Peygamber efendimiz şöyle buyurur:
''Dünya'da garip gibi yaşa veya bir yolcu gibi ol. Kendini(ölmeden evvel) kabir ehlinden say'' *
insan her yönüyle bir yolcuya benzer. Onu yaratılışı ve hayatı bir yoldaki yolcudan başka nedir ki?
insanın bu serüveni ruhunun yaratılışı ile başlar. Ruh yaratıldıktan sonra yolculuğa çıkmıştır. O önce anne karnına(dünyaya) gelir. Daha sonra çocukluk, gençlik ve ihtiyarlık ile yolun dünya'da olan kısmını tamamlar. Daha sonra o yolculuk ya cehennem ya da cennete kadar sürer. insan bir yolculukta olduğunu farkederse büyük bir kazanç sağlar. Bu dünya'nın gelip geçici olduğunu, yolun ayağın altından akıp gittiğini farkederse yol daha kolaylaşır. Yolun sonunu düşünüp ona göre hareket etmek insana yolun sonunda mükafat kazandırır. Yine efendimizin bu konuyla alakalı ''ölmeden önce ölünüz'' hadisi insanın yapması gerekeni insana gösterir.

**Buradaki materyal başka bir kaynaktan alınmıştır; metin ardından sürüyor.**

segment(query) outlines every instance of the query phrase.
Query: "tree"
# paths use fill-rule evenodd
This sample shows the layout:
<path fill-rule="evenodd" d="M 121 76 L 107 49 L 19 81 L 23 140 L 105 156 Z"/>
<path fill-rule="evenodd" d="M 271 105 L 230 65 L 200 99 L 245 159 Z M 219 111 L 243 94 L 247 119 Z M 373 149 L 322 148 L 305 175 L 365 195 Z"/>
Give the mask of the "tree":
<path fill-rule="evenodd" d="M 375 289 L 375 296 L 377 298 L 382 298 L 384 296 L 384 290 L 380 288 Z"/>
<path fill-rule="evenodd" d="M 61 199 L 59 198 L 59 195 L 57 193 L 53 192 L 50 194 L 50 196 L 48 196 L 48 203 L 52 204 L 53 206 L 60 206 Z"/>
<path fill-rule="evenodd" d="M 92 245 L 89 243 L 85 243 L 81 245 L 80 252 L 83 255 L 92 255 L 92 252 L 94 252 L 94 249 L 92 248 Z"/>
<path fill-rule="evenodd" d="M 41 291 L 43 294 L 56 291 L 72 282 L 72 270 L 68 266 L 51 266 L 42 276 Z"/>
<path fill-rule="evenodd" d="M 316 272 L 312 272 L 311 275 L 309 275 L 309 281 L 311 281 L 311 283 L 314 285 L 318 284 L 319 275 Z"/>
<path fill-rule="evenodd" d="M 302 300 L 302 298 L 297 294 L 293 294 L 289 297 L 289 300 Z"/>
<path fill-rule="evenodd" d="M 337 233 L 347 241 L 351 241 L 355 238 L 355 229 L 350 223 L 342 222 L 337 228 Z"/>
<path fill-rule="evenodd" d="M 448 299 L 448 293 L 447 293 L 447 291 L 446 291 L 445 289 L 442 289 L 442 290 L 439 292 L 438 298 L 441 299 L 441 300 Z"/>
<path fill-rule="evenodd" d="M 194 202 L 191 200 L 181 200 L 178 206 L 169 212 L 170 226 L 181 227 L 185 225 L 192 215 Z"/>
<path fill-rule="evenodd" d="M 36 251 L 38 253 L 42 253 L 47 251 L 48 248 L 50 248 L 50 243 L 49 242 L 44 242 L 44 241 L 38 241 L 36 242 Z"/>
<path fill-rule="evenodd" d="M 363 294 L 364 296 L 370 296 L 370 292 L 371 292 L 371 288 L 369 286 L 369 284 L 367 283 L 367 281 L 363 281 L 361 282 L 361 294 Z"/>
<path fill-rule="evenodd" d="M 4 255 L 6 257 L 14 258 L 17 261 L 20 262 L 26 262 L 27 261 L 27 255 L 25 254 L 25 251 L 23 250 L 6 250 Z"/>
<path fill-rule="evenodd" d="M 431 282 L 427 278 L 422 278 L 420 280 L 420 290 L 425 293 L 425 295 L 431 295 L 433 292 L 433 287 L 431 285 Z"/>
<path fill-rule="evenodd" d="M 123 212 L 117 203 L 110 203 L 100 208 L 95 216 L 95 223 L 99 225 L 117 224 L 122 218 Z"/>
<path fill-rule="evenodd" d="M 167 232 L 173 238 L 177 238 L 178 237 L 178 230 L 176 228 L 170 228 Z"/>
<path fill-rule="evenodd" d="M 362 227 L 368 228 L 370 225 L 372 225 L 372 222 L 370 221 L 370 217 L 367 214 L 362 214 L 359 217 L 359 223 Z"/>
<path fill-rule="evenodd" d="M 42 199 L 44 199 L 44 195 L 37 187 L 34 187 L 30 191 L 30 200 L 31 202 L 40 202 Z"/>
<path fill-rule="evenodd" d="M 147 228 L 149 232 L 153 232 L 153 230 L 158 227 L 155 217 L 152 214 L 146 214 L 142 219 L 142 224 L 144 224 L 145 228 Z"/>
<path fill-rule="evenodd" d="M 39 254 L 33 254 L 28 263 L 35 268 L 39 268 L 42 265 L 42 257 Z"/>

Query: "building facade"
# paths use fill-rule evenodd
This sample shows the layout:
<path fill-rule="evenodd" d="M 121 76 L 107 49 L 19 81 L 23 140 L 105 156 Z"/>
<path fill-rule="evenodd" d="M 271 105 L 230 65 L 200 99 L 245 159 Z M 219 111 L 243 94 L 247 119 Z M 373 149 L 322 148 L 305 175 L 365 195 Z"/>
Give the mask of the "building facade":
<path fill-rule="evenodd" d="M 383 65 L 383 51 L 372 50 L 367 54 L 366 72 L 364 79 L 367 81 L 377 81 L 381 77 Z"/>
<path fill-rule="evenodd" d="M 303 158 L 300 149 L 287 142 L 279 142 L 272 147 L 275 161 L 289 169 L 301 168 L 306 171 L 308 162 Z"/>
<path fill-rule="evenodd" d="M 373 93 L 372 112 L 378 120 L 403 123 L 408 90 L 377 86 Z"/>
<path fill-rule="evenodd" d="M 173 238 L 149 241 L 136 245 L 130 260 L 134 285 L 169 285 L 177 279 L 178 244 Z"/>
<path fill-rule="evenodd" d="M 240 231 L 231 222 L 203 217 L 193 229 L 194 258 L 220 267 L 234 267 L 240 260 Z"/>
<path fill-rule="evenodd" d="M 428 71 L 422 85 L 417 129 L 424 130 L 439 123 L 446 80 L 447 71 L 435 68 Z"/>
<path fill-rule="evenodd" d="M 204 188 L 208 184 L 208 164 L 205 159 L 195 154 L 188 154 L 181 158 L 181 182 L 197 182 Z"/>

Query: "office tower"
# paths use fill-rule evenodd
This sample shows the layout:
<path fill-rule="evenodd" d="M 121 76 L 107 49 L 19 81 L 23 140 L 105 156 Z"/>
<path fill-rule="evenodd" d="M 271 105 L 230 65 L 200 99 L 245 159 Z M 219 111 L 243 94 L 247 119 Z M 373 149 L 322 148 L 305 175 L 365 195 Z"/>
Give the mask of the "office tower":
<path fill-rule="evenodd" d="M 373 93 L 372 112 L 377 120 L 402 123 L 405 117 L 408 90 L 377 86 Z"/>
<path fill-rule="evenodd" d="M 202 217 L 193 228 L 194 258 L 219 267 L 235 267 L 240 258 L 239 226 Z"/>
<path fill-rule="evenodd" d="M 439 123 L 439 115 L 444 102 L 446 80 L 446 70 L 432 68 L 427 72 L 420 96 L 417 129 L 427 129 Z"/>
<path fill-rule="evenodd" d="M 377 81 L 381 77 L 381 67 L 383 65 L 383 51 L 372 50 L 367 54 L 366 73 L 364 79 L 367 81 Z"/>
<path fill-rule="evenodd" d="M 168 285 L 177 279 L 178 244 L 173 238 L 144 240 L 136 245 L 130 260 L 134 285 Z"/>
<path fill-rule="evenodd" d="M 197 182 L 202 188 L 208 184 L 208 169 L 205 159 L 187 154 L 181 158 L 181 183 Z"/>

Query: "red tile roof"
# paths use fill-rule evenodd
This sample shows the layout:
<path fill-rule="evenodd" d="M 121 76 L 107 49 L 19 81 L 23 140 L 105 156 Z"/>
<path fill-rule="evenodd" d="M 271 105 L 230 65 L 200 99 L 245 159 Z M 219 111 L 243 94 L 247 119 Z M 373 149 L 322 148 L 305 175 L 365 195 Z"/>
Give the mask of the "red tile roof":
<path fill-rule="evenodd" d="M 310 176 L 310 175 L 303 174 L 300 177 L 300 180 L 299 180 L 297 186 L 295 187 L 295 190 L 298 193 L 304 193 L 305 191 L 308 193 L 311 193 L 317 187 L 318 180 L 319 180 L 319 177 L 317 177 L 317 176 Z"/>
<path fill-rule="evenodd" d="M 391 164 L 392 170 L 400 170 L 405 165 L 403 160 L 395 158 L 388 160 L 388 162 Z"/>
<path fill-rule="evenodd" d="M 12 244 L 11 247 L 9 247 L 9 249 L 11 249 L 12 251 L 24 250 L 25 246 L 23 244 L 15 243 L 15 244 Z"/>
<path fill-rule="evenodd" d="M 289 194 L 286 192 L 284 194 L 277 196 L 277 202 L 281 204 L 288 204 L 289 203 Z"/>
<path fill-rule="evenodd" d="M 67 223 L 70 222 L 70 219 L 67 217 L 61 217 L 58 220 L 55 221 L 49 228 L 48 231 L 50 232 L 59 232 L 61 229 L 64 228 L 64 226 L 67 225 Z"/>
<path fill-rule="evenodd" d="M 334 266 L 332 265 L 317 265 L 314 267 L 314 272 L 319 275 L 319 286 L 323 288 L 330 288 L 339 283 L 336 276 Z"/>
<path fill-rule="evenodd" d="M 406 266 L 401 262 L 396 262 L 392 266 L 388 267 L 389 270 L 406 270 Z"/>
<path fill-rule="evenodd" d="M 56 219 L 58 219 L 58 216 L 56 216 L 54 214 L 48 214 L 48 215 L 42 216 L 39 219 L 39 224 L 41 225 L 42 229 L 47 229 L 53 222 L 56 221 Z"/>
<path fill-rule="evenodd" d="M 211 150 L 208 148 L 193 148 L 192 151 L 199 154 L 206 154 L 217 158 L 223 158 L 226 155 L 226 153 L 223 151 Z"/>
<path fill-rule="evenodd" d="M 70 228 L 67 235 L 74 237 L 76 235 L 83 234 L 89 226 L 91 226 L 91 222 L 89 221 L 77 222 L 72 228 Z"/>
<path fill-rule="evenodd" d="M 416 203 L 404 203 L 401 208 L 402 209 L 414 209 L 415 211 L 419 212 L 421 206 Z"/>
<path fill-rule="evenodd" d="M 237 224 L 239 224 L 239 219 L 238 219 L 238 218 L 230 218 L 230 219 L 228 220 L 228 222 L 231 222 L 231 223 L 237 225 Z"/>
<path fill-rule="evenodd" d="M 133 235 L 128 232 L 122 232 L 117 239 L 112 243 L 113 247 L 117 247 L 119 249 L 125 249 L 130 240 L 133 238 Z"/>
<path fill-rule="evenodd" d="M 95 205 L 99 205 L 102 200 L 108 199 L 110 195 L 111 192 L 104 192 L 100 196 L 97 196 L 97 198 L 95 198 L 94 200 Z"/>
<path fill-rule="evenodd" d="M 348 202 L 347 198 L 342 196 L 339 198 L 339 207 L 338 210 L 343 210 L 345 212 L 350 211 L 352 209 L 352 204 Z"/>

insan bu dünya'da gariptir(gurbettedir). Mevlana'nın 'kamıştan koparılmış ney'i de insanı anlatmaktadır. Gerçek sahibinden uzak düşmüş insan, ondan uzak düştüğü için hep inlemektedir ve bütün bir hayat boyu da bu inleyiş devam edecektir...
hz muhammed ile kafalarımızın uyuştuğunu gösterir. ama alternatifi de var. çünkü yolcuların yolculukları son bulur, bir durakta. var ola yerde yani.
biz insanların yolculuğu ise bir yerde nihayet bulmuyor. var olan bir yerde. var olmayana doğru gidiş bu. hiçlik.